But no one could tell the difference. All any trainer would see was a lucario with a strange implement. Wild pokémon find all sorts of things in the woods. A trainer wouldn't think it unusual for a lucario to have tags. And he would send his growlithe after it. And he would exploit her weakness to fire. But the steel fur on a lucario gets hot under fire, and she would flee into the trees. How would she know any different? The only experience she had in the forest was living the life of the zoroark she had befriended. But he didn't know how to protect her. All he could do was watch while she hid in the leaves.
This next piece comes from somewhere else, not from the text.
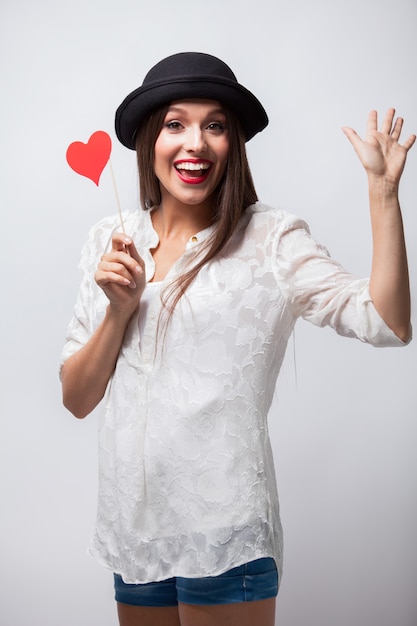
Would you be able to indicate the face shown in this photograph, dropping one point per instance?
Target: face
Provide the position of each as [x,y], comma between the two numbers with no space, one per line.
[191,151]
And dry leaves burn when exposed to that kind of heat. And trees burn when exposed to fire. And when the trees burn they call it a forest fire. And the only thing that survives that kind of fire is a creek, stained with ash and soot, and a zoroark, escaping from the heat. And he would return, days later, to search for any sign that his previous life had survived, only to find a creek protecting a deformed metal tag on a chain.
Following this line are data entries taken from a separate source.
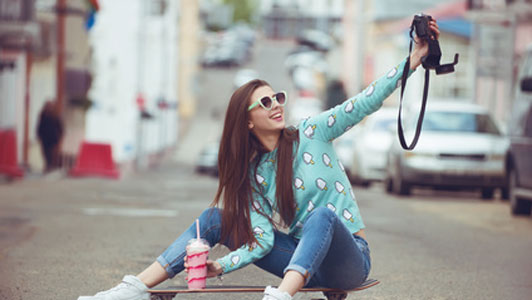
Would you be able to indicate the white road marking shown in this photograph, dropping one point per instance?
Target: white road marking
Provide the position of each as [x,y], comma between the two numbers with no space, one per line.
[128,212]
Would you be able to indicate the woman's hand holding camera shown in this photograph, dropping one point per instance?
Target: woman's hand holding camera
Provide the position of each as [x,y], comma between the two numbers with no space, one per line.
[421,46]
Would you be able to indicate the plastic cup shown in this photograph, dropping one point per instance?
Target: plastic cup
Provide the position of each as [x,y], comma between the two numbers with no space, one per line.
[197,254]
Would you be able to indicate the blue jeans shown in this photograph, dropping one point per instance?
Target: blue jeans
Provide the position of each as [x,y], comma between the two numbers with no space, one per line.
[327,254]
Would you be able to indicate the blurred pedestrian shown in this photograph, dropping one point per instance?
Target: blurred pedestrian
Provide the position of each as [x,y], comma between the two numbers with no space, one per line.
[50,134]
[267,171]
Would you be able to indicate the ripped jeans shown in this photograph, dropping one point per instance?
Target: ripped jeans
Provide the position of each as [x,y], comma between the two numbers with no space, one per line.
[327,255]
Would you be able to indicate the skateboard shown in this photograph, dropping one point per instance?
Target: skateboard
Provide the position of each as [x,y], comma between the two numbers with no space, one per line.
[330,294]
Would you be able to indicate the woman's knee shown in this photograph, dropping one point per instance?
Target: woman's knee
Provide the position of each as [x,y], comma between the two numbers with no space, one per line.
[322,213]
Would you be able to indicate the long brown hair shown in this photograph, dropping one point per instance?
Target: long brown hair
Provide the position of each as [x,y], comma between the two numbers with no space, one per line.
[238,158]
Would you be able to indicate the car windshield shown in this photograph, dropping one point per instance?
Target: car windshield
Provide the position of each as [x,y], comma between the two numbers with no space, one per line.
[459,122]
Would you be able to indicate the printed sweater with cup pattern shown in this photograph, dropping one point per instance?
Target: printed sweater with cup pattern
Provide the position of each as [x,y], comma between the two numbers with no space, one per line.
[319,179]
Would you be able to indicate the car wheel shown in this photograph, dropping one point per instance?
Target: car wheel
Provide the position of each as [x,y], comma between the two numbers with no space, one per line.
[487,193]
[518,206]
[399,186]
I hate the tag. Everytime I look at it, I'm reminded of every sunny day underneath the canopy, and every night inside the den, huddled together against the wind, every apple shared under the blooms, every cloud passing over the clearing, and Ben, who had earned her love and admiration, then left her alone in a forest with no family surrounded by pokémon fully willing to kill for food against a lucario with no preparation to kill at all, and no idea if anyone would ever help her learn to survive.

I clutch the tag tighter, and cock my arm behind my head. This is the fifth time that day that I've started to throw the tag away. This is the fifth time that I've kept it.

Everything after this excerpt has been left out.